Alongside a cast of actors who hail from the MENA region, the Oscar-nominated 127 Hours star recently wrapped on Karantina, which is being shopped for the first time at Mipcom Cannes this week. Hasak told Deadline he hopes the “gamechanger” crime drama will “do for MENA what Fauda did for Israel and Squid Game did for Korea.”
Based on the German series Tempel, Franco plays an American laying low from the FBI in Beirut who has opened a club called the Miami Rainbow Club, a “taste of Americana,” according to Hasak.
The show’s lead is Yaqoub Al Farhan as Dahab, who is released from jail and promises his paraplegic wife and teenage daughter that he will never return to a world of crime, instead taking a job as an elderly caregiver. But when his daughter’s expensive violin is smashed by a gang who wants to evict his family and have their area gentrified, Dahab’s life is sent spiralling as he attempts to gather enough money to buy a new violin. Joining Al Farhan are Reham Alkassar, Yasmina El Abd, Cynthia Khalifeh, Nicolas Mouawad and Earl Cave.
Joining with Dan March’s Dynamic Television, Hasak said he had first pondered setting the show in Detroit and pitching it to U.S. buyers before he settled on MENA. Asacha Media Group and MBC are also attached.
“The themes are so universal when you think about gentrification and a father living at the bottom of the social ladder,” added Hasak. “So this is a family-first show, a crime show.”

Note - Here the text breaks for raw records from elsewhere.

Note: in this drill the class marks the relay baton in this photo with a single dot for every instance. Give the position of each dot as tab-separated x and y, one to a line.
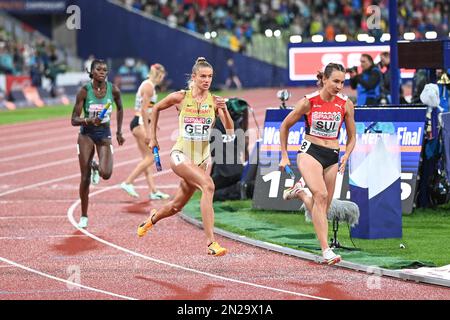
289	171
104	110
157	159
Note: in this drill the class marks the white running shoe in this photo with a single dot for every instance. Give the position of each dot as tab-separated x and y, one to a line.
330	257
291	193
83	223
95	175
158	195
129	188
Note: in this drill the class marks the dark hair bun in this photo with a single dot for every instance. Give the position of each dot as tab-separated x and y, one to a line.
200	59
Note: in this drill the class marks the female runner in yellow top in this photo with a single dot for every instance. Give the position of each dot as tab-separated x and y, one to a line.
191	153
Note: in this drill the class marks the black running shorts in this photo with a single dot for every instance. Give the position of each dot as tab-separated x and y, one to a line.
326	156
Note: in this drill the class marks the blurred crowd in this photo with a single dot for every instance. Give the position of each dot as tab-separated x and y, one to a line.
237	21
36	59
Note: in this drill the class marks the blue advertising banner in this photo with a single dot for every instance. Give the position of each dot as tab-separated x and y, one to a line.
33	6
406	122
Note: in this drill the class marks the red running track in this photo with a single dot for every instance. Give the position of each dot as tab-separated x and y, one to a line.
44	256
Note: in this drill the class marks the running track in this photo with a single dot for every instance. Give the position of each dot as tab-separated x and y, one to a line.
44	256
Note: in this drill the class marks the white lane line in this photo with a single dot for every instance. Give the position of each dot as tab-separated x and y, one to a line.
37	153
210	275
45	236
64	280
64	161
33	143
30	217
47	182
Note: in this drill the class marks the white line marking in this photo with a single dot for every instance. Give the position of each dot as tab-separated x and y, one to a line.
45	236
63	280
34	154
77	175
64	161
30	217
74	223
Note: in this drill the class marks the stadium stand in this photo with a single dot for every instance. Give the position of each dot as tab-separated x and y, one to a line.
243	25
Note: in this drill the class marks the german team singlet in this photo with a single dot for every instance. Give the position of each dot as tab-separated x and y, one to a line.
93	106
195	123
324	120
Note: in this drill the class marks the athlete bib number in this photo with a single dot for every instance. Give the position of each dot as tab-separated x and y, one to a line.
305	146
196	129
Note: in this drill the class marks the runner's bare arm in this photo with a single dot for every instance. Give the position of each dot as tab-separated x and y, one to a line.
351	134
224	115
78	107
169	101
118	102
147	92
301	108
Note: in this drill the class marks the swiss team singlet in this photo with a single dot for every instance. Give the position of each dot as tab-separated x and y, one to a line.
324	120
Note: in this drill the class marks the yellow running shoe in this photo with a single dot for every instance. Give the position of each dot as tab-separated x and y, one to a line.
216	250
146	225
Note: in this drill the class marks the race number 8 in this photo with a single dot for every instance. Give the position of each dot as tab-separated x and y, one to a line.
305	146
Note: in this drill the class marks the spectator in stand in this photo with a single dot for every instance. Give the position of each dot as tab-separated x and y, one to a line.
232	76
367	83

Hasak said he was inspired by the work of Capernaum director Nadine Labaki, the first female Arab director to be nominated for an Oscar, and was in awe of her “Lebanese films in the style of Italian neo-realism that don’t condescend but offer a realistic, heartfelt perspective of the working poor.”
While some MENA movies have gained global acclaim, he is hopeful Karantina will be one of the first TV shows from the region to be a worldwide hit. “You’ve never seen it in television and I know they can do it,” he added.
James Franco
Although he has attracted controversy in recent years, Franco lends Karantina a dose of star power.
He was present for more than half of the 60-day shoot and Hasak said “everybody raised their game,” as he labeled him “one of the most talented actors I have ever had the privilege to work with.”
“At first [the other actors] were intimated working with such a big star and I just said to them ‘you guys are great’,” added From Paris with Love scribe Hasak. “James wanted to play around with his lines and he bought his A-game. Seeing him work with the MENA actors was amazing. He came in three weeks into the show and they were sailing and riding high and he just joined the party.”
The news comes with Franco only just returning to acting following a circa-four-year hiatus. He took a break late last decade after five women — four of whom were his students at an acting school he previously ran — accused him of sexually exploitative behavior. Franco has acknowledged he slept with students, apologized and settled a class-action suit. He is now also starring in the likes of Alina of Cuba as Fidel Castro and French action thriller The Price of Money: A Largo Winch Adventure.
Sense of place
Hasak was keen to set Karantina in Beirut and filming took place in Athens with second unit in Lebanon.
He called Beirut a “very progressive” place full of European tourists that has of late succumbed to tragedy following a port explosion that killed more than 200 people.
“Beirut used to be the Riviera of the Middle East so the tragedy of Beirut was very complimentary to the tragedy that these characters were feeling,” he added. “The city becomes a character.”
Karantina’s sellers will start introducing the show to buyers at Mipcom on a slow rollout that will then progress to Content London in November and next year’s Berlinale.
Hasak penned all episodes with Christine Crokos and Claire Siobhan Byrne co-writing. EPs are Hasak, March, Crokos, Fredrik Ljungberg, Marc Antoine de Halluin, Arnaud Figaret and Michael Wenning. Producers are Fenia Cossovitsa and Elias Ledakis for Blond and Joseph Saman and George Papantakos for Tanweer.